Integration is imperative for effective Extended Detection and Response solution

Marc Solomon, Chief Marketing Officer at ThreatQuotient.
Marc Solomon, Chief Marketing Officer at ThreatQuotient.
4 years ago

Large security vendors with Extended Detection and Response, XDR offerings position their solution as integrating their own set of products. It may include a couple of third-party products already part of their suite and providing a central screen or single pane of glass to be able to see all the data. But that raises some important points.

Data can come from any of the solutions that are part of the XDR offering at any time and, given alert overload, we are probably talking about massive amounts of data. Without context from external intelligence sources, it is impossible to determine relevance and prioritisation. Because the data is not curated for the specific customer environment it could be noise, which lowers users’ confidence in the data and their ability to make the right decisions.

Some organisations are starting with a clean slate and have a variety of best-of-breed solutions across departments and teams. To deal with this, many of these larger vendors are now creating marketplaces, hoping that smaller vendors will use their APIs to build integrations with them. This is starting to happen.

“Integration is imperative for XDR, enabling effective detection and efficient response.”

But if you have been in the software industry for a while, you understand that this takes a lot of time and is not easy to maintain. And if a smaller vendor has products that compete with the main vendor, the integration may never happen.

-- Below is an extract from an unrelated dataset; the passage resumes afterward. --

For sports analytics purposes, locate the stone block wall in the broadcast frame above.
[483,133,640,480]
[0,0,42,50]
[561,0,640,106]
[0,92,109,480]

Even if the XDR solution vendor has great APIs that are easy to write to, getting data from on-premises, legacy applications to a cloud platform is a considerable undertaking. An XDR implementation can quickly turn into a very large consulting project requiring significant time and budget.

“MDR is a growing category in cybersecurity services and is an offshoot of the traditional MSSPs.”

Alternatively, some organisations may choose to outsource the entire function to a managed detection and response, MDR, service provider that offers XDR as a service. MDR is a growing category in cybersecurity services and is an offshoot of the traditional Managed Security Service Providers, MSSPs.

Unlike MSSPs, MDR companies don’t manage traditional security tools and technologies like firewalls but are there to detect, respond and address attacks.

To help XDR solutions deliver on their promise, what is needed is a platform focused on integration, serving as a central repository for data and intelligence from internal and external sources, and as a conduit between existing security technologies and cloud-based XDR offerings.

“With pre-processed, curated data, teams have high confidence that the data is relevant.”

More than a central screen or single pane, the platform delivers a single source of truth for teams and tools, bringing in third-party intelligence to enrich data from internal tools with context and prioritise it for action. This single source of truth can prioritise and filter out noise, share knowledge, serve as organisational memory and become a custom enrichment source for all teams and tools to use to accelerate security operations.

With pre-processed, curated data, teams have high confidence that the data is relevant. Confidence in data leads to confidence in decision making which, in turn, leads to confidence in automating those decisions and actions. Because that platform also integrates with third-party security controls, relevant, prioritised threat intelligence can flow through all systems, playbooks and processes. Actions, automated or manual, are based on the right data and can be executed quickly.

Clearly, integration is imperative for XDR, enabling effective detection and efficient response.


To help XDR solutions deliver on their promise, what is needed is a platform focused on integration, explains Marc Solomon of ThreatQuotient.